Breck Carter said...

Clarification: When I say "calculated these numbers" I mean "performed some operation involving operators like * and / and cos and tanh". It is possible that an application program used something like i = i + 1 to come up with a new value.

Anonymous said...

I fully agree that double (or any other floating point type) should never be used with key columns. You don't talk about any existing FKs to these double values - so be glad if there aren't any...

That being said, double does have its uses IMHO. And for several APIs, it's far easier to map double to an according programming language datatype than a decimal type - think of ODBC and C/C++ where the double representation is identical in both worlds whereas there's no standard decimal/numeric type in C/C++. But of course, that's not the best choice for values that have to be exact. No doubt.


Anonymous said...

By the way, what's the linkt between double and the Foxhound display image?

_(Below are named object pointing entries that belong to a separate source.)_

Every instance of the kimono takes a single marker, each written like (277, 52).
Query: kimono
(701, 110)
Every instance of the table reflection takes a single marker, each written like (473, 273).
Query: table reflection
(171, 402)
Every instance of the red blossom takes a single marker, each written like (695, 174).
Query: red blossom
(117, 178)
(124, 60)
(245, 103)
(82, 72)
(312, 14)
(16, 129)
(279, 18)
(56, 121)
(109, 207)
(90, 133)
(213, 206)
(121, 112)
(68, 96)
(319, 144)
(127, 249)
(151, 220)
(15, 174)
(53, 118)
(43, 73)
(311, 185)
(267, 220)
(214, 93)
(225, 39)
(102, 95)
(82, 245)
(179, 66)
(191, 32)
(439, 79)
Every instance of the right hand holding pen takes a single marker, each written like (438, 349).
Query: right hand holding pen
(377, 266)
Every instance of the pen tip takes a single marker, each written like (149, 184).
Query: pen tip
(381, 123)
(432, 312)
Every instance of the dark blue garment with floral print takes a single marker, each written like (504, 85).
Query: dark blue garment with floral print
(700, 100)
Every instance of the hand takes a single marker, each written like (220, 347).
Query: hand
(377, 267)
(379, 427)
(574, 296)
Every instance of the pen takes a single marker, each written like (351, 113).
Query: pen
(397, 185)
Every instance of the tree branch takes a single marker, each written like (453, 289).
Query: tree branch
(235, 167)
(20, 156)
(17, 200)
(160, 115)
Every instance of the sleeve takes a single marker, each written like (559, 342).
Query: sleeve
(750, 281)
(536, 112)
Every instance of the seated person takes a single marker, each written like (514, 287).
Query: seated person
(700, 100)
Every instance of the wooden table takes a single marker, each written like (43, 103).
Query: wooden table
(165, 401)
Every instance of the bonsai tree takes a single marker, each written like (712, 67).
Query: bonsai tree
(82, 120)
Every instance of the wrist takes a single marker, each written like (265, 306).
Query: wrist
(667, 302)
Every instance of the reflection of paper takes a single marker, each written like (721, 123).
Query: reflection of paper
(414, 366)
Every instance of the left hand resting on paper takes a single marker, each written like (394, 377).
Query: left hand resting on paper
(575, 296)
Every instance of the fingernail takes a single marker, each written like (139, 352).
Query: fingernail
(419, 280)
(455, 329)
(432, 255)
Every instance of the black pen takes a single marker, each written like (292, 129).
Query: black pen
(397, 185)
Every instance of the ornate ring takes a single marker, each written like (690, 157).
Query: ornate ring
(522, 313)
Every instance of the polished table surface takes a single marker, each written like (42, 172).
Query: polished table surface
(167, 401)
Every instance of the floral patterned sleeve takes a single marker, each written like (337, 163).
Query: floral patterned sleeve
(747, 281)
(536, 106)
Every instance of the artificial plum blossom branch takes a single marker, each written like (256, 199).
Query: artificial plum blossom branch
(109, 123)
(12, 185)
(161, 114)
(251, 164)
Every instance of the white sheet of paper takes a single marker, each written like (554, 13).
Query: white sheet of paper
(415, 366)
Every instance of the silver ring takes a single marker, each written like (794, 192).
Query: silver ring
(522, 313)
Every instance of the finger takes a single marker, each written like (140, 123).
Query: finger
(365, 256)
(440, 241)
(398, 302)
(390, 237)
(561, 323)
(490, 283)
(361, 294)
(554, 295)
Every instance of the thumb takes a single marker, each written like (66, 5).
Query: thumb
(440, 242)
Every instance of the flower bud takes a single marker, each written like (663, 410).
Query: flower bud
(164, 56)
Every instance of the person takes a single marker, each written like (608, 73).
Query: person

Ah, I see: Foxhound is gonna deliver *exact* values, not estimates:)


Breck Carter said...

@Volker: The Foxhound screenshot is showing how the UPDATE...ROUND statement took a long time to run and grabbed 1.2 million row locks... as in "bite the bullet" :) As for foreign keys, there are no explicit foreign keys, but there ARE logical relationships. I have not investigated how to deal with them yet... I fully expect more problems, but at least I know what to look for.

Rick Regan said...

I'm not arguing that doubles are a good choice for a business app or for primary keys. I was just arguing that doubles might not be causing this particular problem. I don't see how these variables became "corrupted" by floating-point without calculations being done on them (if stored in doubles as integers, < 2^53, then left alone, they would still be integers!)

Breck Carter said...

In spite of my earlier guesswork, I too no idea how these values found their way into the Access database. However, I have confirmed that yes, in fact, those exact values are stored. Microsoft Access can only display them as rounded integers, but when you do an Access filter "Equals..." you don't get any hits on the rounded integers, only on the exact numbers with the .0000001 etcetera. This definitely confirms the error was introduced in earlier times, in the Access database. My point is that such an error would not have occurred, COULD not have occurred, if an integer or decimal data type had been used.